John Blossom, President and senior analyst for Shore Communications, writes a compelling article in Shore’s ContentBlogger that is a must-read. Beyond Search Engines: The Database is Now is more than a catchy title; it’s one of those articles that portends a powerful paradigm shift in the search industry that is already well underway.
Blossom’s message to search vendors, especially federated search vendors, is simple and clear: Don’t focus just on the content from known sources you make available to users; Get good at mining useful information from sources whose structure is not simple and is ever-changing. With the exponential growth in the volume of content, it is no longer sufficient to bring together search results from a number of databases from a list and be smug in the feeling that we are on the leading edge when we provide federated search. An important, but not the most important question, as Blossom states in his article, is “[how] to deal with organizing and delivering content when the Web and many private content collections measure in petabytes and exabytes of information.” I think that many of us in the federated search industry believe that finding the most relevant handful of documents in the proverbial haystack is sufficient but in the context of organizing and delivering data that leads to actionable intelligence I believe the industry has a long way to go.
Recognizing that we need to develop more efficient means of mining large quantities of content, in particular content of varying structure, Blossom asks an even more important question:
Namely, as the problems that people need to solve with content technologies become increasingly complex and increasingly fleeting, why is it that we really need permanent unified databases to solve those problems? There is an important need for data normalization, but if normalization can be achieved “on the fly,” as leading content federation services can provide, do people need a database or instead data objects that solve specific problems in the moment?

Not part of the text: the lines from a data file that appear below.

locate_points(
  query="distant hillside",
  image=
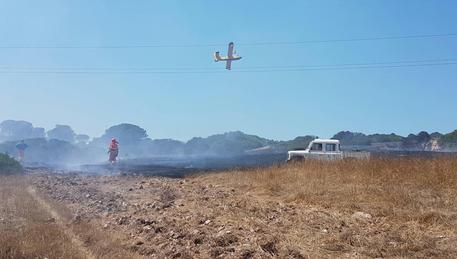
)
(449, 141)
(423, 141)
(63, 145)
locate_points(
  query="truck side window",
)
(316, 147)
(330, 147)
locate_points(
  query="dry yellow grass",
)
(28, 230)
(33, 226)
(411, 201)
(389, 208)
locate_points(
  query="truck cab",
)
(325, 149)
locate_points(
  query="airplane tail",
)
(217, 57)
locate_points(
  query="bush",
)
(9, 166)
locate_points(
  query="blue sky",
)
(279, 105)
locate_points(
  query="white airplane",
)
(231, 56)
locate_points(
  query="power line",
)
(146, 69)
(298, 69)
(271, 43)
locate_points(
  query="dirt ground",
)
(225, 215)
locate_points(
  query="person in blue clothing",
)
(21, 147)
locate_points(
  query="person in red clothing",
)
(113, 150)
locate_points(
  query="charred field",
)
(385, 207)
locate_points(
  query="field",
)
(378, 208)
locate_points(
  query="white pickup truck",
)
(325, 149)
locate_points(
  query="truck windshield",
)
(330, 147)
(316, 147)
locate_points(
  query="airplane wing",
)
(230, 50)
(228, 65)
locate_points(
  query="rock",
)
(361, 215)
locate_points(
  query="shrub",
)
(9, 166)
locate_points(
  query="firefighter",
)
(21, 147)
(113, 151)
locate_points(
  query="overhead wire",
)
(298, 69)
(146, 69)
(267, 43)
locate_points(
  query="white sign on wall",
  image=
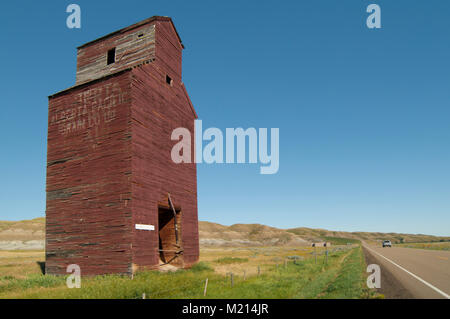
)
(144, 227)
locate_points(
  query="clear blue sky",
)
(364, 115)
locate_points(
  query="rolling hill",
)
(30, 235)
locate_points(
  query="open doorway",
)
(170, 251)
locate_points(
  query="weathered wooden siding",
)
(168, 50)
(109, 145)
(157, 110)
(132, 48)
(88, 178)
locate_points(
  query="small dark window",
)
(111, 56)
(168, 80)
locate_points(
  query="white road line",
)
(415, 276)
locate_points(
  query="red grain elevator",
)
(116, 202)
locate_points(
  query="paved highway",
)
(410, 272)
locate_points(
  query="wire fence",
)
(231, 279)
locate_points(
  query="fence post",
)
(206, 287)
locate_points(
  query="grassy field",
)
(432, 246)
(342, 276)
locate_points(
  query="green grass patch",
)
(231, 260)
(341, 277)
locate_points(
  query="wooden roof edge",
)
(134, 26)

Blossom is asking us to pay attention to the large number of what he refers to as “on-demand content services”, namely the aggregation and distribution of content compiled and organized from a number of unstructured and disparate sources. These on-demand content services become the new databases. The rapid growth of these service is being fueled by the large and growing number of aggregation, filtering, and distribution protocols and tools. Think mashups, pipes, XML, and RSS. What would it take to intelligently mine the content produced with these services? How can tomorrow’s federated search engines determine, with perhaps little context, the quality of one of these on-demand content sources?
The questions raised in Blossom’s article are difficult ones but they are also exciting ones. For the federated search industry to evolve to the next level we are going to need to grow beyond the notion that databases and their structures are static entities. We are going to need to embrace these “just-in-time” and uniquely structured databases and learn to analyze them, hopefully in real-time, to extract the unique value in any particular content service. And, we’re not always going to get help from the service’s creator. Exciting!